Chapter 9 - Seeing relationships
The table below shows the fuel efficiency data with two variables (Speed and miles per gallon consumed by cars) for cars in 1984 and 1997.
Speed (mph) | Mpg in 1984 | Mpg in 1997 |
---|---|---|
15 | 21 | 24.5 |
20 | 25.5 | 28 |
25 | 30 | 30.5 |
30 | 32 | 32 |
35 | 33.5 | 31.5 |
40 | 33.5 | 31 |
45 | 33.5 | 32 |
50 | 32 | 32.5 |
55 | 30.5 | 32.5 |
60 | 27.5 | 31.5 |
65 | 25 | 29 |
70 | 22.5 | 27 |
75 | 20 | 24.5 |
Design a line chart comparing the MPG in the two years. Also, calculate Pearson’s correlation coefficient and Spearman’s rank correlation coefficient between: a) speed and 1984 mpg, and b) speed and 1997 mpg. Finally, discuss why the two types of coefficients (Pearson’s & Spearman’s) are very similar or dissimilar.
For the SAT scores and ACT scores data sets, design two scatter plots with participation (%) in the x-axis. The scatter plots should group (color) the states by the Region. Fit and show the LOWESS curve on both scatter plots. Most importantly, choose three states-ones where the SAT participation is either extremely low or high, or moderate, and illustrate these states (using arrows) in both scatter plots. Using your illustrated states as examples, compare and contrast the story revealed by the two scatter plots.
Data: ScoresSAT.csv and ScoresACT.csv
From the Gapminder 2012 dataset below, please select at least four variables of your interest and design a correlation matrix (scatter plot matrix). All of your scatter plots should show the correlation (r). Alternatively, you are welcome to download the most recent data from gapminder.org and design your chart. In addition, also draw a heatmap of the scatter plot matrix (similar to Figure 9.14 in the TTA book). Add a few sentences analyzing the findings revealed by your scatter plot matrix.
Data: Gapminder2012.csv
Design a parallel coordinates chart for the ScoresSAT or ScoresACT dataset showing all the variables. The state names need not be labeled. However, you may color the lines by region. Redesign your chart by reordering the variables, i.e., which comes after which. Also, discuss how the reordering makes it easy/difficult to reveal the relationships among the variables. Submit both charts.
Hint: You are welcome to use the Plotly code here.

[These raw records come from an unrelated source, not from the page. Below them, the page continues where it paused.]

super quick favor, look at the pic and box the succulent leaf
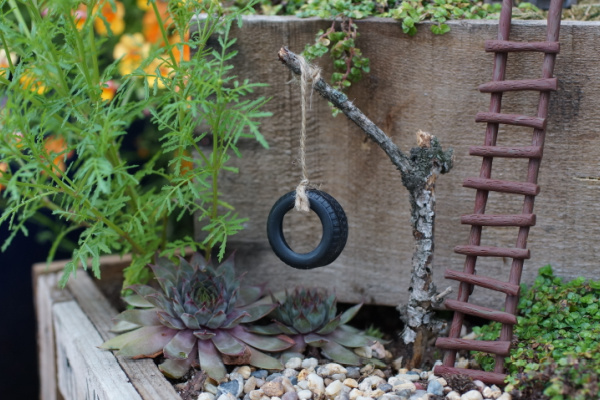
[240,304,277,324]
[122,294,153,308]
[338,303,363,325]
[237,285,266,306]
[315,314,342,335]
[198,339,227,382]
[248,346,284,370]
[110,326,177,358]
[246,324,283,335]
[115,309,161,327]
[321,340,362,366]
[159,355,196,379]
[164,330,196,360]
[221,309,251,329]
[110,320,141,333]
[327,328,371,348]
[157,311,187,330]
[230,325,294,352]
[304,333,328,347]
[211,330,247,356]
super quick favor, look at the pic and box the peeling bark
[278,47,454,367]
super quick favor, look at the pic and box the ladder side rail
[442,0,514,369]
[494,0,565,373]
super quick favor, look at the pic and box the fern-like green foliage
[472,265,600,399]
[0,0,270,288]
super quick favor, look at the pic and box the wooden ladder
[433,0,565,386]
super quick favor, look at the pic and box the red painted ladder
[433,0,565,386]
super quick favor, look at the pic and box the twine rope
[295,55,321,212]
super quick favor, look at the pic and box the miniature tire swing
[267,55,348,269]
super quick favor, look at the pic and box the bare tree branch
[278,46,412,176]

Data: ScoresSAT.csv and ScoresACT.csv
In a scatter plot showing the body weight and brain weight of 62 mammal species, it is not easy to spot a relationship because of a few outliers. The correlation (r) and coefficient of determination (r2) for these two variables are 0.93 and 0.86 respectively. Transform the two variables using log10 and redesign the plot. Also calculate the new r and r2. Your plots should also include the marginal distributions of the two variables.
Data: BodyBrain.csv
The website ourworldindata.org publishes several informative data graphics on some of the world’s largest problems. Your task in this homework is to focus at a particular year (say, 2020) and a fixed set of countries (at least 10), and design a parallel coordinates chart displaying the relatioinships between at least five different variables. Some example variables include child mortality rate, consumption of animal products, and public social spending as a share of GDP. You are free to choose any variables that you believe are worth comparing. You will need to download the data for variables of your interest from the website (most charts have a ‘download’ button). Each line in your chart will represent a country. Since you are focusing on a particular year, time (years) should not be one of the variables.